M. Laurent Wauquiez, ministre. Cela explique effectivement très bien la situation : on demande beaucoup au SEAE, dans un domaine très difficile alors qu’il n’a encore qu’une durée de vie très courte.
On lui demande beaucoup dans la mesure où il s’agit d’un domaine qui incarne la souveraineté. N’ayons pas d’exigence excessive à l’égard de ce que peut faire, dans un premier temps, la politique européenne étrangère ! Il ne faut pas demander à l’Europe de sauter deux mètres : elle peut parfois sauter un mètre vingt mais pas deux !
Ayons des ambitions raisonnables ! Ce qu’a fait le SEAE est loin d’être négligeable : saisine du Comité de coordination de la politique internationale de l’environnement, le CCPIE, position commune sur les embargos, saisine des avoirs libyens, position commune lors du dernier Conseil.
Souvenons-nous, au milieu des années quatre-vingt-dix, des difficultés sans nom que nous avons rencontrées lors d’une crise qui se déroulait pourtant au cœur de notre continent !
Du chemin a été parcouru. Certes, l’aboutissement n’est pas complet et le SEAE reste un projet en construction, mais il est toujours valide et se renforce au fil du temps.

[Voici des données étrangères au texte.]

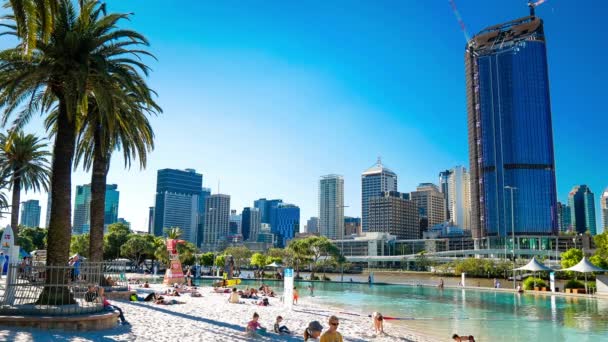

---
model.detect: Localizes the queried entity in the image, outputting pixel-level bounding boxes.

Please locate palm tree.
[0,0,59,56]
[0,131,51,236]
[0,0,159,303]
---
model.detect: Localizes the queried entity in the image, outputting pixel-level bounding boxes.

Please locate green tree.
[561,248,583,278]
[201,252,214,267]
[70,233,89,258]
[0,131,51,235]
[103,222,131,259]
[214,254,226,268]
[224,246,252,271]
[250,253,266,269]
[287,238,312,278]
[120,234,154,266]
[0,0,159,304]
[19,227,46,250]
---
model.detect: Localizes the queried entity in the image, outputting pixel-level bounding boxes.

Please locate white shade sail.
[560,257,606,273]
[515,257,553,272]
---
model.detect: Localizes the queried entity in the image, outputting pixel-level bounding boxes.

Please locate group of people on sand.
[245,312,344,342]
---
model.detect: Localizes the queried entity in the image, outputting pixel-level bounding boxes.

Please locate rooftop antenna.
[448,0,474,46]
[528,0,547,17]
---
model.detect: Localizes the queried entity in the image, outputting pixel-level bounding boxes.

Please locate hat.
[308,321,323,331]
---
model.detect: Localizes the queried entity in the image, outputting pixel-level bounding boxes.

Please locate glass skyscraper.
[270,203,300,248]
[154,169,205,246]
[19,200,40,228]
[361,158,397,232]
[465,15,557,238]
[568,184,597,235]
[72,184,120,235]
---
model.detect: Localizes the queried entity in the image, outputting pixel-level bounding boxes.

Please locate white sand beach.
[0,285,431,342]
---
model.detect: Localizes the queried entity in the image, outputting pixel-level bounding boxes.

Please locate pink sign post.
[163,239,186,285]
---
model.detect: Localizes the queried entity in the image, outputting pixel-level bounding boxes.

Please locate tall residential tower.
[464,13,557,238]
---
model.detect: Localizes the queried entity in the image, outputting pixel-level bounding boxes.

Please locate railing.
[0,262,128,316]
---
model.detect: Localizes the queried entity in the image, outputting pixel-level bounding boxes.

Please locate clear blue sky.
[0,0,608,230]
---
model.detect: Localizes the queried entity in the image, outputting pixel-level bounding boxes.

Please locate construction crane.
[528,0,547,17]
[448,0,473,45]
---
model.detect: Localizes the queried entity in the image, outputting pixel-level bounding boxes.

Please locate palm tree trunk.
[11,174,21,235]
[38,98,76,305]
[89,127,109,262]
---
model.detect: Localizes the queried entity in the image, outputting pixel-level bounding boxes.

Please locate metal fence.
[0,262,128,316]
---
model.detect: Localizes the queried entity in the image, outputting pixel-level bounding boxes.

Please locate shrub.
[524,277,547,290]
[564,279,585,289]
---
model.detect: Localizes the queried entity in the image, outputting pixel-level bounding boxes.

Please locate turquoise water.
[197,281,608,342]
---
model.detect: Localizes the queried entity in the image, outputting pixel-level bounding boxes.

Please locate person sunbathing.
[452,334,475,342]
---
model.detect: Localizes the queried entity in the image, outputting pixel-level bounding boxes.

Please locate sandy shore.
[0,285,431,342]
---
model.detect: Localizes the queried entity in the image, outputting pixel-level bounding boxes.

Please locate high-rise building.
[19,200,40,228]
[45,188,51,228]
[599,188,608,234]
[230,210,243,236]
[557,202,572,232]
[361,158,397,232]
[253,198,283,224]
[444,166,471,230]
[410,183,445,229]
[72,184,120,235]
[465,15,557,238]
[148,207,155,234]
[203,194,230,246]
[241,207,262,242]
[154,169,204,246]
[344,216,362,236]
[306,217,319,234]
[439,170,452,221]
[270,203,300,248]
[369,191,418,240]
[568,184,597,235]
[319,175,344,240]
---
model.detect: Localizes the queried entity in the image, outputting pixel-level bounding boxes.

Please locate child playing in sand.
[321,316,344,342]
[293,286,300,304]
[274,316,291,334]
[245,312,266,336]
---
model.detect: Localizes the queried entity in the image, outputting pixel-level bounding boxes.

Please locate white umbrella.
[560,256,606,292]
[513,257,553,286]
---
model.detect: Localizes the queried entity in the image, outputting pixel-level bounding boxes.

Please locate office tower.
[154,169,204,246]
[599,188,608,234]
[319,175,344,239]
[72,184,120,235]
[557,202,572,232]
[148,207,155,234]
[568,184,596,235]
[253,198,283,224]
[410,183,445,229]
[439,170,452,221]
[241,207,262,241]
[361,158,397,232]
[196,188,211,246]
[444,166,471,230]
[305,217,319,234]
[369,191,422,240]
[45,191,51,228]
[344,216,362,237]
[116,217,131,229]
[465,15,557,238]
[19,200,40,228]
[270,203,300,248]
[230,210,243,236]
[203,194,230,246]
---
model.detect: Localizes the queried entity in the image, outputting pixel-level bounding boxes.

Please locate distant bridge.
[345,249,562,262]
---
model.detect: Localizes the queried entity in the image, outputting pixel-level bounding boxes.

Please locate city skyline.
[2,1,608,231]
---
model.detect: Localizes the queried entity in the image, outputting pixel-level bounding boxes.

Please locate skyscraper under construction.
[465,6,557,238]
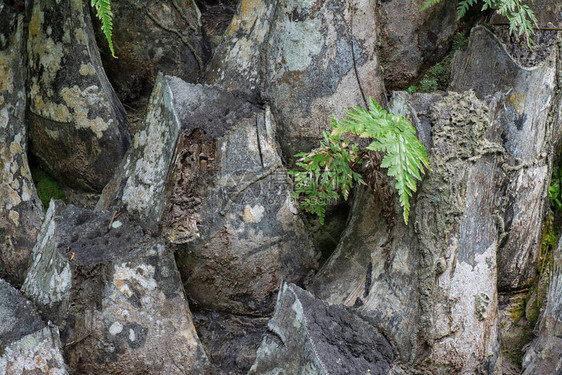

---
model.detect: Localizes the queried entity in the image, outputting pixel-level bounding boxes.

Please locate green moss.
[31,167,66,209]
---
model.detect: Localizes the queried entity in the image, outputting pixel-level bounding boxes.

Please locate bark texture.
[0,5,44,285]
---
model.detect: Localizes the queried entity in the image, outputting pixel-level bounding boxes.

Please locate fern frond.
[418,0,443,12]
[457,0,478,18]
[92,0,116,57]
[290,99,429,224]
[344,99,429,224]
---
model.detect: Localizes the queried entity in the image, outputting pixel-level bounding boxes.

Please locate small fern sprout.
[92,0,117,58]
[419,0,538,47]
[289,98,429,224]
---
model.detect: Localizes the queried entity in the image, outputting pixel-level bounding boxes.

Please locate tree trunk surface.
[0,0,562,374]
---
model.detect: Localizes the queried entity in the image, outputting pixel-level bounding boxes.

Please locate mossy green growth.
[31,167,66,210]
[408,33,468,93]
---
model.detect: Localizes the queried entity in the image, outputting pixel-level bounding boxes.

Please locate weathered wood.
[22,201,208,374]
[27,0,129,191]
[0,4,44,285]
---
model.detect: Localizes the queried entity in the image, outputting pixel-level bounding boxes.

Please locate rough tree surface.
[23,201,208,374]
[27,0,129,191]
[0,5,44,285]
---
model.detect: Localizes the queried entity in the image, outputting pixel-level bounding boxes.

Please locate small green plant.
[420,0,538,47]
[290,98,429,224]
[548,166,562,211]
[31,167,66,210]
[92,0,115,57]
[416,33,468,92]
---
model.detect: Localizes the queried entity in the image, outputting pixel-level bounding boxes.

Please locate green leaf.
[291,98,429,224]
[91,0,117,58]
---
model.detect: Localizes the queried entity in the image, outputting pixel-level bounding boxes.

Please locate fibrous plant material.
[291,98,429,224]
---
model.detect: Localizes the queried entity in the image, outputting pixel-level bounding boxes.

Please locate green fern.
[289,132,363,224]
[419,0,538,46]
[418,0,443,12]
[92,0,116,57]
[291,99,429,224]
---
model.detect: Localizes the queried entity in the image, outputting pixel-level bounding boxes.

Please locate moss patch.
[31,167,66,210]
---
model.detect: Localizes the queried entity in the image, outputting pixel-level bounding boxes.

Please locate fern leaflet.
[290,99,429,224]
[92,0,116,57]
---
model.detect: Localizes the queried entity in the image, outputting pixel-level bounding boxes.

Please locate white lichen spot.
[21,184,33,202]
[243,204,265,223]
[0,107,10,128]
[10,179,20,190]
[10,141,23,156]
[49,262,72,302]
[113,263,156,297]
[8,211,20,227]
[279,14,324,71]
[109,322,123,336]
[78,63,96,76]
[61,85,113,138]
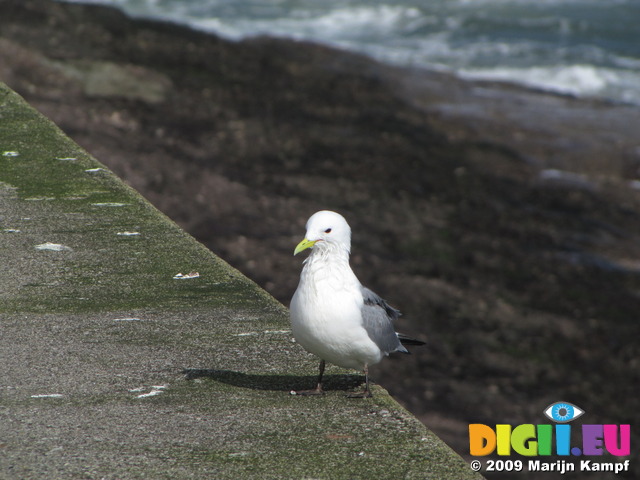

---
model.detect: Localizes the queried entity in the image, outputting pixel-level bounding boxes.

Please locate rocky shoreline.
[5,0,640,478]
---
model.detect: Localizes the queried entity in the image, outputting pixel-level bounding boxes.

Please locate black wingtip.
[398,333,427,345]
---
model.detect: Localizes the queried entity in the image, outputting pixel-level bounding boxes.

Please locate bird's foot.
[291,384,324,396]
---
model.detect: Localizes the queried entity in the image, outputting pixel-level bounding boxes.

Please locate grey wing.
[362,287,407,354]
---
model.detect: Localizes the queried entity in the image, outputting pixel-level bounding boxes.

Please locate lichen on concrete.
[0,81,478,479]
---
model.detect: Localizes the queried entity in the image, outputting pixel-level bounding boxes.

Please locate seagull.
[290,210,424,398]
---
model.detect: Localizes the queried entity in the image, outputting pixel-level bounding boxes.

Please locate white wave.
[459,65,640,102]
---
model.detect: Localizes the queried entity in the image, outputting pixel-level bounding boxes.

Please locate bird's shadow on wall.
[182,368,364,392]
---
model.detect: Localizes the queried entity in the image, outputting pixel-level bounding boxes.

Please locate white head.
[293,210,351,257]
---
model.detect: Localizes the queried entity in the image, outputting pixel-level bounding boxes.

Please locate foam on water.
[57,0,640,105]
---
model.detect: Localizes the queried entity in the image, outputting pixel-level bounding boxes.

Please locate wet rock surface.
[0,1,640,478]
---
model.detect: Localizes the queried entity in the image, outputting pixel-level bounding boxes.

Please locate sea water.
[60,0,640,105]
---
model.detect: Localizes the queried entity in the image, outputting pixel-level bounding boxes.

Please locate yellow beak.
[293,238,317,255]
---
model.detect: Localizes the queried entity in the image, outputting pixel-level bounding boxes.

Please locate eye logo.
[544,402,584,423]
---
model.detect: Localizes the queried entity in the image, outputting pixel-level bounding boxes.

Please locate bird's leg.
[347,363,373,398]
[295,360,324,395]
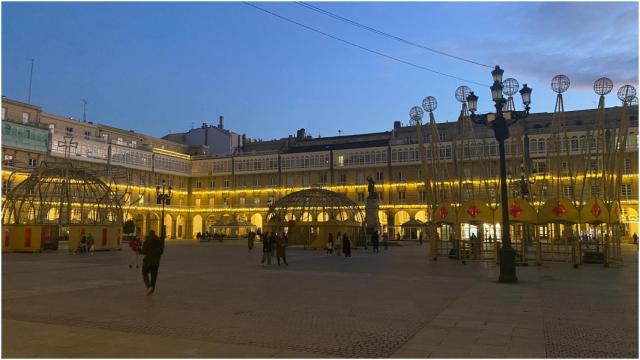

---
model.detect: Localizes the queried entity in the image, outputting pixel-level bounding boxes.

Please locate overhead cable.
[296,1,493,68]
[243,2,488,86]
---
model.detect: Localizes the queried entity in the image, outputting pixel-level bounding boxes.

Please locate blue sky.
[2,2,638,139]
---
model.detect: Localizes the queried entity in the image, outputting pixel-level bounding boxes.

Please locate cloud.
[452,2,638,90]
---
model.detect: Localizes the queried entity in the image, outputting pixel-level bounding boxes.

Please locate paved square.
[2,242,638,358]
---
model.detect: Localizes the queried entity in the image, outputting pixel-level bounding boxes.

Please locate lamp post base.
[498,246,518,283]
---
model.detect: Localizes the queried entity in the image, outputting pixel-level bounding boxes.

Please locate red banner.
[24,228,31,247]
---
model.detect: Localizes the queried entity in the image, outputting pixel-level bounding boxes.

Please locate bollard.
[604,236,609,267]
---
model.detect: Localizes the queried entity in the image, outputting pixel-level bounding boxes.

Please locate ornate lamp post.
[467,66,531,283]
[156,180,171,241]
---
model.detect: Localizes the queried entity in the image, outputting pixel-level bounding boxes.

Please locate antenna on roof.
[81,99,88,122]
[27,59,34,104]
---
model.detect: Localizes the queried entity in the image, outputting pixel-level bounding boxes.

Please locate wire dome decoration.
[551,75,571,94]
[456,85,471,103]
[2,162,122,226]
[409,106,424,123]
[422,96,438,112]
[618,85,636,102]
[593,77,613,95]
[266,189,364,226]
[502,78,520,96]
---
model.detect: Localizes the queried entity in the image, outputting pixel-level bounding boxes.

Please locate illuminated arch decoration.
[433,203,458,224]
[538,198,580,224]
[2,162,123,252]
[495,199,538,224]
[264,188,365,248]
[580,199,610,225]
[458,200,493,224]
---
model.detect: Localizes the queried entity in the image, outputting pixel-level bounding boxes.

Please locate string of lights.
[296,1,493,68]
[243,2,489,87]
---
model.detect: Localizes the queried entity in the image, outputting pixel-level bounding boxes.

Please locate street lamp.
[467,65,531,283]
[156,180,171,241]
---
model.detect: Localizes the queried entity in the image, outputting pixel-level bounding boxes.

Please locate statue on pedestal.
[367,176,378,199]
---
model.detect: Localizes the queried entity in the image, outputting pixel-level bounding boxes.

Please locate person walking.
[324,233,333,255]
[261,232,271,265]
[140,230,164,295]
[342,233,351,258]
[276,235,289,266]
[371,230,380,253]
[247,231,256,252]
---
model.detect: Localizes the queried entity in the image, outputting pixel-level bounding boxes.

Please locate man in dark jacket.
[371,230,380,253]
[140,230,164,295]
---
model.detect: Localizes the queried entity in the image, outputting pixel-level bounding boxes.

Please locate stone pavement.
[2,242,638,358]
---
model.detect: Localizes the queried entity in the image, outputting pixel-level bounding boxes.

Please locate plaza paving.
[2,242,638,358]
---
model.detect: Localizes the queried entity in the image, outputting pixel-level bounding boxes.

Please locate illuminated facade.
[2,98,638,239]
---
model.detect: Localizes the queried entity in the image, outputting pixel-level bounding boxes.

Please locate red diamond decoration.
[591,203,602,217]
[467,205,480,218]
[553,202,567,217]
[438,206,449,219]
[509,203,522,218]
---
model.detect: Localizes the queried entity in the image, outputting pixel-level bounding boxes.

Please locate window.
[340,174,347,185]
[4,154,13,166]
[571,136,579,151]
[624,159,631,174]
[562,185,573,199]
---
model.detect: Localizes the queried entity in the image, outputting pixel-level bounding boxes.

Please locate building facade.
[2,98,638,239]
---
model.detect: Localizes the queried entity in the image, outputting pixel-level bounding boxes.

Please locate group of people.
[262,231,289,266]
[325,231,351,257]
[76,233,96,255]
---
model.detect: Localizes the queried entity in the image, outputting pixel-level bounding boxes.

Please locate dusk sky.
[2,2,638,139]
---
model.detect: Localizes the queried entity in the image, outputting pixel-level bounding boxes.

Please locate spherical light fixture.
[551,75,571,94]
[422,96,438,112]
[456,85,471,103]
[593,77,613,95]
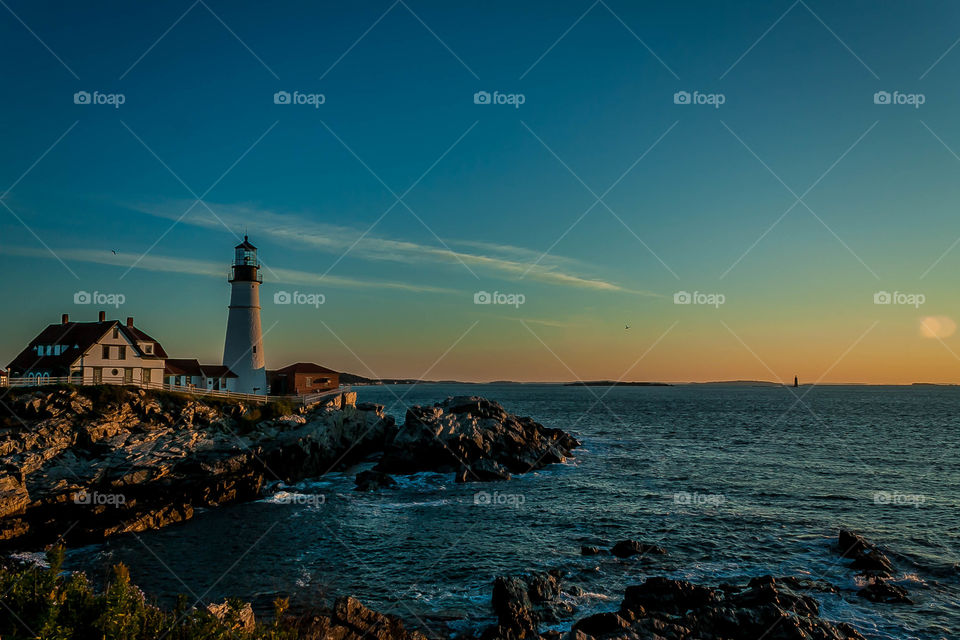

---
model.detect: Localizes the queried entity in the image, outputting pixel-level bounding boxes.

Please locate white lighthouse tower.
[223,236,267,395]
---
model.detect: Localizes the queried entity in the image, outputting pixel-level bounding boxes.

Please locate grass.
[0,547,298,640]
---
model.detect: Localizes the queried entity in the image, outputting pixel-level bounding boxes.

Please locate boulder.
[610,540,667,558]
[857,578,913,604]
[376,396,580,481]
[354,470,397,491]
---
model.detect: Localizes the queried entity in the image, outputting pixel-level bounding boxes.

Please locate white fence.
[2,376,352,407]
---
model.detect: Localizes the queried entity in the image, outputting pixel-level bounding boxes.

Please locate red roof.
[7,320,167,374]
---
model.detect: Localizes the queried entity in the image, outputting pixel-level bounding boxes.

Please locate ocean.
[66,384,960,639]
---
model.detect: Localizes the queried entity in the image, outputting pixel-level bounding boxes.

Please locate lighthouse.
[223,236,267,395]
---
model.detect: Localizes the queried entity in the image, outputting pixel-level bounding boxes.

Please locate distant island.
[563,380,673,387]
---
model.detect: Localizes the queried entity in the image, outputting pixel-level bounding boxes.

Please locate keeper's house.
[7,311,167,384]
[163,358,237,391]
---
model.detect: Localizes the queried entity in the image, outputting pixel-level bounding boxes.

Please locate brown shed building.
[268,362,340,396]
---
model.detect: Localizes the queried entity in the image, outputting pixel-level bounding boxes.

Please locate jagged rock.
[837,529,893,576]
[376,396,580,481]
[0,387,396,548]
[207,601,257,632]
[573,613,630,636]
[610,540,667,558]
[354,471,397,491]
[620,577,723,615]
[857,578,913,604]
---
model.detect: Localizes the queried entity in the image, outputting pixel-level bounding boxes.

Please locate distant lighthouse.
[223,236,267,395]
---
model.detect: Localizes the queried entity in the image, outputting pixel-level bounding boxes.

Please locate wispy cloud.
[0,247,462,294]
[131,201,658,296]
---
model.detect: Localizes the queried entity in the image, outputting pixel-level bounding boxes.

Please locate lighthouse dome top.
[234,236,257,251]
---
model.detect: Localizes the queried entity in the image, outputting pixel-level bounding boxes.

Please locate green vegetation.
[0,547,298,640]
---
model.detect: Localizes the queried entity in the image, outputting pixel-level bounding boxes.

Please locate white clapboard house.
[7,311,167,385]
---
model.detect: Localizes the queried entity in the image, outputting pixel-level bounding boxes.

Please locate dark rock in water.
[297,598,426,640]
[483,571,570,640]
[376,396,580,482]
[0,387,396,548]
[573,613,630,636]
[600,576,863,640]
[620,577,722,615]
[837,529,893,576]
[456,460,512,482]
[354,471,397,491]
[610,540,667,558]
[857,578,913,604]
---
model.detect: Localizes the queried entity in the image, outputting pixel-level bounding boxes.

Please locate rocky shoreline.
[0,387,912,640]
[0,387,579,549]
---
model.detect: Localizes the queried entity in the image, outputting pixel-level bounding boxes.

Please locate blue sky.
[0,0,960,382]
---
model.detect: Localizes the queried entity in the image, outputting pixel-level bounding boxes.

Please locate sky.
[0,0,960,383]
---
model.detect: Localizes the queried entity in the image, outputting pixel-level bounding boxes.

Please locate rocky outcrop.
[0,387,396,547]
[376,396,580,482]
[484,576,863,640]
[483,571,570,640]
[610,540,667,558]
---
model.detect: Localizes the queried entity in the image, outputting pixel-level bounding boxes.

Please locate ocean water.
[67,384,960,639]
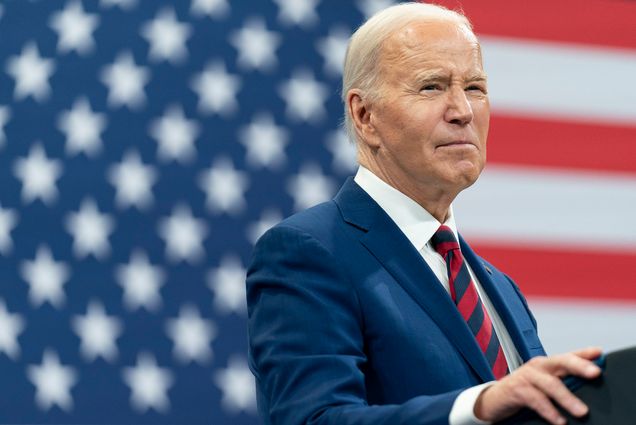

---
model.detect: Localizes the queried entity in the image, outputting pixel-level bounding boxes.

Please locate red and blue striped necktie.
[431,225,508,379]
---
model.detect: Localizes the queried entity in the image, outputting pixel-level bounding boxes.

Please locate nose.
[444,86,473,125]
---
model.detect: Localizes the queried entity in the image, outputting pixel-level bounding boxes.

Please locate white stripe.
[481,37,636,124]
[454,165,636,251]
[528,298,636,354]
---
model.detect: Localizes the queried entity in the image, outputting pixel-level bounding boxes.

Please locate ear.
[347,89,379,147]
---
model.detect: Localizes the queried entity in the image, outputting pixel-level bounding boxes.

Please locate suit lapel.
[336,179,494,382]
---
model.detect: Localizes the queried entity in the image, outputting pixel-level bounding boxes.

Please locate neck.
[358,157,457,223]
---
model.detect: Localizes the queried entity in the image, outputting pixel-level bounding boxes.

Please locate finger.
[524,387,566,425]
[533,374,588,417]
[572,347,603,360]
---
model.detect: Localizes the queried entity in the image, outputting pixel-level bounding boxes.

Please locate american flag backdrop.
[0,0,636,424]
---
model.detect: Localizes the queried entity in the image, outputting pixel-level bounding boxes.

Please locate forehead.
[381,21,482,71]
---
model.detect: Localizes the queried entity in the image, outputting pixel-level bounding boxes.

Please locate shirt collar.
[354,166,457,251]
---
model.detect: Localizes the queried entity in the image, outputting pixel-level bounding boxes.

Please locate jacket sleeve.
[247,226,461,425]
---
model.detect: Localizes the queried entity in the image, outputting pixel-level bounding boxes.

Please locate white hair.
[342,2,472,142]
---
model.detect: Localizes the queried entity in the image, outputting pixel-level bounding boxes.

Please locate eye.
[421,83,442,91]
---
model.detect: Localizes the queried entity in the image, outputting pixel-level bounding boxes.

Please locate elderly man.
[247,3,600,425]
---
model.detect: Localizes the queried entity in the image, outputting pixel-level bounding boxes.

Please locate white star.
[190,0,230,18]
[101,52,150,109]
[108,150,157,210]
[287,164,335,211]
[316,27,351,77]
[150,105,200,163]
[49,0,99,54]
[66,199,115,259]
[278,70,328,124]
[57,97,106,156]
[207,255,247,314]
[0,205,18,255]
[229,18,280,71]
[13,143,62,205]
[0,106,11,147]
[326,130,357,174]
[274,0,319,27]
[190,61,241,116]
[99,0,137,10]
[141,8,192,64]
[123,353,174,413]
[199,157,249,215]
[356,0,395,19]
[247,209,283,245]
[7,42,55,102]
[27,349,77,412]
[239,113,289,169]
[214,357,256,413]
[159,204,208,263]
[71,301,123,362]
[115,251,166,311]
[20,245,70,309]
[0,299,24,360]
[166,305,217,364]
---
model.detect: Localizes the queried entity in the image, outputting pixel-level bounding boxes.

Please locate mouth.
[436,140,477,149]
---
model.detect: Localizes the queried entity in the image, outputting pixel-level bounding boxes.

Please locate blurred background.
[0,0,636,424]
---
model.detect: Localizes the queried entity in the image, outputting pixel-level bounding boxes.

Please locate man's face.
[360,22,490,200]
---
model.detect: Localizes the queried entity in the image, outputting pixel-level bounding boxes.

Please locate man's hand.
[475,348,601,425]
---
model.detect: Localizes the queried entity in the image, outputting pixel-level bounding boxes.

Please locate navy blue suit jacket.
[247,179,545,425]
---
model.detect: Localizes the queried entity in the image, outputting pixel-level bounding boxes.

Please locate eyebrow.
[417,70,488,82]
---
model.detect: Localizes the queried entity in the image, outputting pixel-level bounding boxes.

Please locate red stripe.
[474,241,636,301]
[435,0,636,48]
[457,281,478,321]
[488,113,636,173]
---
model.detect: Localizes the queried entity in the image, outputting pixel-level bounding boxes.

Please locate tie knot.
[431,225,459,258]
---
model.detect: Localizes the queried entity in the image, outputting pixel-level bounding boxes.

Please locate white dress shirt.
[354,166,522,425]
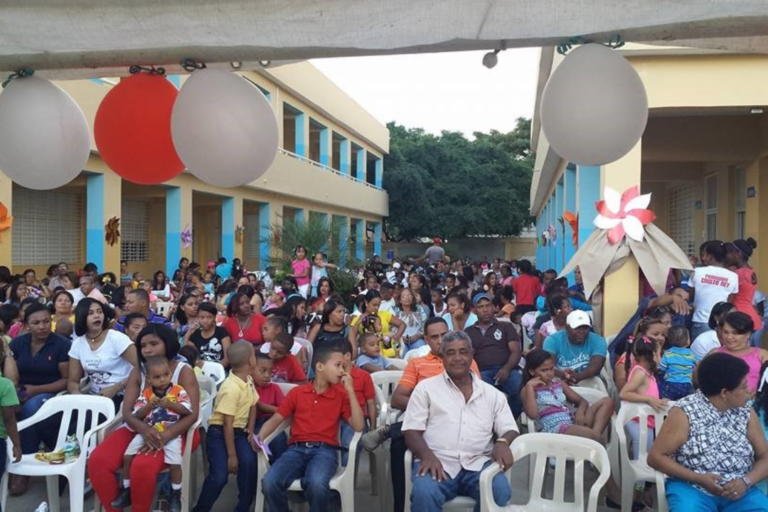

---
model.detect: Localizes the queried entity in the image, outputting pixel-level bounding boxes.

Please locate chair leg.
[45,475,60,512]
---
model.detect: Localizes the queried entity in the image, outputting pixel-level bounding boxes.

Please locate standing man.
[403,332,519,512]
[421,237,445,265]
[464,292,523,416]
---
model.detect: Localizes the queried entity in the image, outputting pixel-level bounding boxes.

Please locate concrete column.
[604,142,642,336]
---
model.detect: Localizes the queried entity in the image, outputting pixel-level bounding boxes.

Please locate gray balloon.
[541,44,648,166]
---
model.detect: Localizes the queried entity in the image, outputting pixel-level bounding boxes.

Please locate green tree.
[384,119,534,241]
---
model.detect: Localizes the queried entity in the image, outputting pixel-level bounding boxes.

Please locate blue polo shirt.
[544,329,608,372]
[11,333,72,386]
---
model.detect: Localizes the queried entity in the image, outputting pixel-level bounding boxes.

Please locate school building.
[0,62,389,277]
[531,45,768,335]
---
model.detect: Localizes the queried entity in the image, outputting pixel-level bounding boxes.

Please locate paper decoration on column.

J’espère avoir répondu à vos questions, mesdames et messieurs les sénateurs. Messieurs Jacques Blanc et del Picchia, je n’ai rien à ajouter à vos deux interventions, qui ont renforcé mes propos sur le rivage sud de la Méditerranée.
M. Jean Bizet, président de la commission des affaires européennes. Monsieur le ministre, mes chers collègues, je vous remercie de ce débat de grande qualité.
Comme vous l’avez dit en préambule, monsieur le ministre, la réunion des chefs d’États de la zone euro du 11 mars et le Conseil européen des 24 et 25 mars feront date. Je suis persuadé que nous assistons en ce moment à l’édification des fondements de la gouvernance économique de l’Union européenne.
Personne ne demande la parole ?…
La séance est levée.
(La séance est levée à seize heures cinquante-cinq.)